C++ floating-point console output issue

Question

float x = 384.951257;
std::cout << std::fixed << std::setprecision(6) << x << std::endl;

The output is 384.951263. Why? I'm using gcc.

Answer 1

All answers here talk as though the issue is due to floating-point numbers and their capacity, but those are just implementation details; the issue is deeper than that. This issue occurs when representing decimal numbers using binary number system. Even something as simple as 0.1)₁₀ is not precisely representable in binary, since it can only represent those numbers as a finite fraction where the denominator is a power of 2. Unfortunately, this does not include most of the numbers that can be represented as finite fraction in base 10, like 0.1.

The single-precision float datatype usually gets mapped to binary32 as called by the IEEE 754 standard, has 32-bits which is partitioned into 1 sign bit, 8 exponent bits and 23 significand bits (excluding the hidden/implicit bit). Thus we've to calculate upto 24 bits when converting to binary32.

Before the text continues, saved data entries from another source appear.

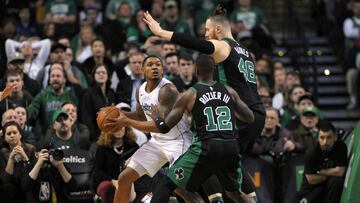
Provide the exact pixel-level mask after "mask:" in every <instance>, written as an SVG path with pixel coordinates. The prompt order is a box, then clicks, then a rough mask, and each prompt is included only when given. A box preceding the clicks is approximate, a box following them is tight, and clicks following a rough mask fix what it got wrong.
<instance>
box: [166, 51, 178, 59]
mask: <svg viewBox="0 0 360 203" xmlns="http://www.w3.org/2000/svg"><path fill="white" fill-rule="evenodd" d="M173 56H176V57H177V58H178V59H179V54H178V53H177V52H170V53H168V54H166V55H165V60H166V59H167V58H170V57H173Z"/></svg>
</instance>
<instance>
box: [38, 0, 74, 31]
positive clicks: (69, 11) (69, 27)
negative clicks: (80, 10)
mask: <svg viewBox="0 0 360 203" xmlns="http://www.w3.org/2000/svg"><path fill="white" fill-rule="evenodd" d="M76 10H77V8H76V4H75V2H74V0H66V1H63V0H51V1H47V2H46V17H45V23H46V24H49V23H53V24H54V25H55V30H56V34H57V35H58V36H62V35H67V36H71V35H73V34H74V33H75V23H76V16H77V12H76Z"/></svg>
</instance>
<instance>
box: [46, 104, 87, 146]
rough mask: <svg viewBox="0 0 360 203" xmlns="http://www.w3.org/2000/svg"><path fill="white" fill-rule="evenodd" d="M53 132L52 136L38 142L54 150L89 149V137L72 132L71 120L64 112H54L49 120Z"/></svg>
mask: <svg viewBox="0 0 360 203" xmlns="http://www.w3.org/2000/svg"><path fill="white" fill-rule="evenodd" d="M51 123H52V127H53V129H54V131H50V132H53V133H52V134H48V135H46V137H45V139H44V140H42V141H40V142H43V143H44V144H46V143H47V144H48V145H53V147H54V148H56V149H61V150H67V149H83V150H88V149H89V148H90V139H89V136H86V135H84V134H79V133H78V132H77V131H73V130H72V126H73V123H72V120H71V119H70V117H69V114H68V113H67V112H66V111H64V110H60V109H59V110H56V111H55V112H54V113H53V115H52V118H51Z"/></svg>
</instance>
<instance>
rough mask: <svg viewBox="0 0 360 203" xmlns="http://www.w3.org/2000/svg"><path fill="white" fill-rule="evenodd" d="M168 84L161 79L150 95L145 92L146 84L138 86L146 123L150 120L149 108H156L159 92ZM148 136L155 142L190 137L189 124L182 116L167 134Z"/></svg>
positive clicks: (150, 119)
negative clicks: (153, 139)
mask: <svg viewBox="0 0 360 203" xmlns="http://www.w3.org/2000/svg"><path fill="white" fill-rule="evenodd" d="M168 83H171V82H170V81H169V80H167V79H165V78H162V80H161V81H160V83H159V84H158V85H157V86H156V88H155V89H154V90H153V91H151V92H150V93H148V92H146V90H145V87H146V84H147V82H144V83H143V84H142V85H141V86H140V89H139V102H140V105H141V108H142V110H143V111H144V114H145V116H146V119H147V120H148V121H151V120H152V118H151V117H150V116H149V115H150V110H151V106H152V105H156V106H158V104H159V99H158V96H159V91H160V89H161V88H162V87H163V86H164V85H166V84H168ZM150 134H151V137H153V138H154V139H157V140H173V139H177V138H178V137H179V136H180V135H191V131H190V124H189V122H188V121H187V119H186V118H185V116H183V117H182V119H181V120H180V121H179V123H178V124H176V125H175V126H174V127H173V128H172V129H171V130H170V131H169V132H168V133H166V134H162V133H150Z"/></svg>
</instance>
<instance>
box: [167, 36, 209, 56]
mask: <svg viewBox="0 0 360 203" xmlns="http://www.w3.org/2000/svg"><path fill="white" fill-rule="evenodd" d="M170 41H171V42H173V43H176V44H179V45H181V46H183V47H185V48H188V49H194V50H197V51H199V52H201V53H204V54H213V53H214V52H215V46H214V44H213V43H211V42H209V41H207V40H204V39H199V38H197V37H193V36H191V35H187V34H182V33H176V32H174V34H173V35H172V37H171V39H170Z"/></svg>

Other answers here evade the actual calculations involved, I'll try to do it. This method is explained in greater detail here. So lets convert the real number into a binary number:

Integer part 384)₁₀ = 110000000)₂ (using the usual method of successive division by 2)

Fractional part 0.951257)₁₀ can be converted by successive multiplication by 2 and taking the integer part

0.951257 * 2 = 1.902514

0.902514 * 2 = 1.805028

0.805028 * 2 = 1.610056

0.610056 * 2 = 1.220112

0.220112 * 2 = 0.440224

0.440224 * 2 = 0.880448

0.880448 * 2 = 1.760896

0.760896 * 2 = 1.521792

0.521792 * 2 = 1.043584

0.043584 * 2 = 0.087168

0.087168 * 2 = 0.174336

0.174336 * 2 = 0.348672

0.348672 * 2 = 0.697344

0.697344 * 2 = 1.394688

0.394688 * 2 = 0.789376

Gathering the obtined fractional part in binary we've 0.111100111000010)₂. The overall number in binary would be 110000000.111100111000010)₂; this has 24 bits as required.

Converting this back to decimal would give you 384 + (15585 / 16384) = 384.951232)₁₀. With the rounding mode (round to nearest) enabled this comes to, what you see, 384.951263)₁₀.

This can be verified here.

Answer 2

Floats have a limited resolution. So it gets rounded when you assing the value to x.

Answer 3

float is usually only 32-bit. With about 3 bits per decimal digit (2¹⁰ roughly equals 10³) that means it can't possibly represent more than about 11 decimal digits, and accounting for other information it also needs to represent, such as magnitude, let's say 6-7 decimal digits. Hey, that's what you got!

Check e.g. Wikipedia for details.

Use double or long double for better precision. double is the default in C++. E.g., the literal 3.14 is of type double.